European Data Portal shares report with some standards for homogenising high-value data

Share

Fecha del documento: 23-01-2024

In order to comply with Directive (EU) 2019/1024 and its subsequent implementing regulation, EU member states are working on making available so-called high-value datasets (HVD). The aim is to enable citizens and businesses to access such data under technical requirements that favour its re-use and its positive impact on society, the economy and the environment.

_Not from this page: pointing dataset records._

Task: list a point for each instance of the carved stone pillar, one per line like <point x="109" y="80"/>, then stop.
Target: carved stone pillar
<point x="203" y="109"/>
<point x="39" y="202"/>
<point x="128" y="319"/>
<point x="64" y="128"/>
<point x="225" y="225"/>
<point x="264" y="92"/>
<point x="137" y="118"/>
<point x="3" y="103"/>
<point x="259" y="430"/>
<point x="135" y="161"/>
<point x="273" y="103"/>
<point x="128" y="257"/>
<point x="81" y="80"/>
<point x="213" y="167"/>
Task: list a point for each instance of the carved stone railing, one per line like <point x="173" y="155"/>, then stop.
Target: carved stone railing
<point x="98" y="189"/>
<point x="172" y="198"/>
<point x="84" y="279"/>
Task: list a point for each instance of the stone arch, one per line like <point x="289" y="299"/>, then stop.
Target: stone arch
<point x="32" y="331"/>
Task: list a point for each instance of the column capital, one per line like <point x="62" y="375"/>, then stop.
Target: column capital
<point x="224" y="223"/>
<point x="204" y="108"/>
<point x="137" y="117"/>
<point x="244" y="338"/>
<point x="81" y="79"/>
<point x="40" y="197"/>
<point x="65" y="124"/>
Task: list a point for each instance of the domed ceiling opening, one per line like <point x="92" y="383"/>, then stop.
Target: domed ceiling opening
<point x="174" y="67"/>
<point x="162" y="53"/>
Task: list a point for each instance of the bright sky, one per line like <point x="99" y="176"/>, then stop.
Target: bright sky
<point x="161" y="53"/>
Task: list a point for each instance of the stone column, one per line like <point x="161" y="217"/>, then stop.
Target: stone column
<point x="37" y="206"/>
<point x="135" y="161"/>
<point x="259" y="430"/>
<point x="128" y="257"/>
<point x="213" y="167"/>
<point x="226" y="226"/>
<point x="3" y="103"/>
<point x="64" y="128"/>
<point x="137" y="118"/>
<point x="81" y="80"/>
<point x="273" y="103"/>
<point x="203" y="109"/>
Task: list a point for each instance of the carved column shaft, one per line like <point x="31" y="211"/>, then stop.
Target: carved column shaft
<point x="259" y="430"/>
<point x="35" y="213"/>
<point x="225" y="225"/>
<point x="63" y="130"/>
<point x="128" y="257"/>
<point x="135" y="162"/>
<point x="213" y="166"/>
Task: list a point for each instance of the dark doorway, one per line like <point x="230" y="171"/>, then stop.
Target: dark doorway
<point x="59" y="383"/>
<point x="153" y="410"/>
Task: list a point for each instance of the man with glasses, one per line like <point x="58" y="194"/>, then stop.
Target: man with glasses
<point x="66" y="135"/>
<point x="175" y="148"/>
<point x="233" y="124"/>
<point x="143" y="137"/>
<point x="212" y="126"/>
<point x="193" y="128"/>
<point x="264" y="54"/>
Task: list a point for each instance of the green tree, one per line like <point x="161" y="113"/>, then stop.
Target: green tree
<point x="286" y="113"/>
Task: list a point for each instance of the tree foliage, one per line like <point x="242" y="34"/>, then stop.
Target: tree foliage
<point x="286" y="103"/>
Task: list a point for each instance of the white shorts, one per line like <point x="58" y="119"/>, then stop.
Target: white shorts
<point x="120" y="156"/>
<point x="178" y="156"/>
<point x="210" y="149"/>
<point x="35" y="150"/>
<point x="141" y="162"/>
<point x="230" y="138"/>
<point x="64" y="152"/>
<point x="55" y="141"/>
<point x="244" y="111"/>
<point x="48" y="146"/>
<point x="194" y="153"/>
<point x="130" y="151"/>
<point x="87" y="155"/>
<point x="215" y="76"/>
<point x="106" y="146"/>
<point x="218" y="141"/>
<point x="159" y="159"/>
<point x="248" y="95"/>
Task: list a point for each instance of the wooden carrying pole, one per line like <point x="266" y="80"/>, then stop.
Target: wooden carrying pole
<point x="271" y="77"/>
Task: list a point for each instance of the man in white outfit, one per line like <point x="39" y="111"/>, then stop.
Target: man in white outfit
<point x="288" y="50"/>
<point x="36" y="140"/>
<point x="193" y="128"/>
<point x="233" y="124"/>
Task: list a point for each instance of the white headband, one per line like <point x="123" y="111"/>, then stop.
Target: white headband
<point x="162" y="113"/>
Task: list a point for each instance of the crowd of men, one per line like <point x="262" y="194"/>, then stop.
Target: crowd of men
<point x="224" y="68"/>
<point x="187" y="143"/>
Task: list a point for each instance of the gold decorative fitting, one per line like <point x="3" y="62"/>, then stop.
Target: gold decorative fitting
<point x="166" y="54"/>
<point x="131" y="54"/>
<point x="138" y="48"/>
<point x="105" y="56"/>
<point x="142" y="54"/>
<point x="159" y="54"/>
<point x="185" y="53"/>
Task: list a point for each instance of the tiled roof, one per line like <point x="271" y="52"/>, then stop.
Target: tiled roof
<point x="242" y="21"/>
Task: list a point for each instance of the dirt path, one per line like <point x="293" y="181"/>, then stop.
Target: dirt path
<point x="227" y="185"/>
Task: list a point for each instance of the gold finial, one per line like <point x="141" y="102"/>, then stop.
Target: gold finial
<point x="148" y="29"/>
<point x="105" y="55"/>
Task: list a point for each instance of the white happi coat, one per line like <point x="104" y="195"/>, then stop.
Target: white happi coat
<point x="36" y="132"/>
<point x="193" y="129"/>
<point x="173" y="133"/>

Opening up these datasets is a major challenge for public administrations in all EU countries. Although much of this data is already available tousers, countries need to identify it in order to be able to report on it and resolve the high heterogeneity in formats, structures and semantics. In particular, from February 2025, Member States will have to report to the Commission every two years on available high-value datasets, including links to licence conditions and APIs.

To assist in this task, the European Data Portal has published the report "Report on Data Homogenisation for High-value Datasets" where it proposes a methodological approach to facilitate the identification and homogenisation of HVD. Among other issues, the report provides examples of standards that help to achieve greater interoperability not only between data, but also between the applications that use them.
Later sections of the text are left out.